While most serious economists debate whether this will end in a bout of deflation or hyperinflation I believe that at the moment we are experiencing a new style of stagflation.
What is that? Stagflation is traditionally an environment of high interest rates and low economic growth. What we have now is an environment of rapidly rising commodity prices (which acts as the same sort of tax on personal and corporate finances) and low economic growth. (I know, the government has been able to coax out a 3 percent growth rate figure with a variety of accounting tricks that would land you in jail if you used them in your private business.)
So what does this all have to do with Greek Gold coins?

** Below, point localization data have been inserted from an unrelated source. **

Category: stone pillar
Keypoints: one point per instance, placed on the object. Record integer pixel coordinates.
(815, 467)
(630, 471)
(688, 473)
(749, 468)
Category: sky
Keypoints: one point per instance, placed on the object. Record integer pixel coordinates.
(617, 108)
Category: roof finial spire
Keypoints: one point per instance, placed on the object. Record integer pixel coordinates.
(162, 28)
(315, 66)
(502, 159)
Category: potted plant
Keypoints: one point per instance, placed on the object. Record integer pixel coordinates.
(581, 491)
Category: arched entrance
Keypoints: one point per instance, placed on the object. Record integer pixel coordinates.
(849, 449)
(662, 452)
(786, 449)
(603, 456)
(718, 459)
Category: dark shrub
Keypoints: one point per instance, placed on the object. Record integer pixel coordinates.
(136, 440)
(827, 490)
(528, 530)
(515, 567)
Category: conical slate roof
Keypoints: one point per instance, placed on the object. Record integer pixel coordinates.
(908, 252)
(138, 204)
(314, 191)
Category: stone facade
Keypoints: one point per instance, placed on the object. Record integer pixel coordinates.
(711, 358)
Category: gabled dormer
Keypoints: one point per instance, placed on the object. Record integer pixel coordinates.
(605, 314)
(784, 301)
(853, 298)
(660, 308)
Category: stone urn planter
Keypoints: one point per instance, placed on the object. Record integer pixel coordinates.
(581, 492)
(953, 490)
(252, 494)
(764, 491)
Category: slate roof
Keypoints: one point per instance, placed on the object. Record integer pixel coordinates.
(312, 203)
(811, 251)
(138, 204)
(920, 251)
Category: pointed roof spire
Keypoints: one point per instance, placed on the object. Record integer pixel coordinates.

The coin pictured above, a Distater (double weight stater) of Alexander the Great in excellent condition (though I think some tooling is evident in the hair) just sold at the NAC auction yesterday for 100,000 dollars. The same coin two years ago sold routinely for 20,000 dollars. This coin, though rare, like all top quality Greek gold, is what used to be considered "generic Greek gold," in that it is readily available at most major auctions. The same coin with a few minor defects has been selling routinely for 30,000 dollars.
What I'm seeing here is that whereas most casual observers of both the economy at large as well as the economy for high end art-commodities are waiting for the artificial boom to end in order to get in. Meanwhile market pros who are driving both markets are realizing that the prevailing conditions are exactly those that are likely to persist much farther into the future than most would like to believe.
These seemingly extraordinary conditions have become the New Normal. If you want to play in these markets you have to get used to them.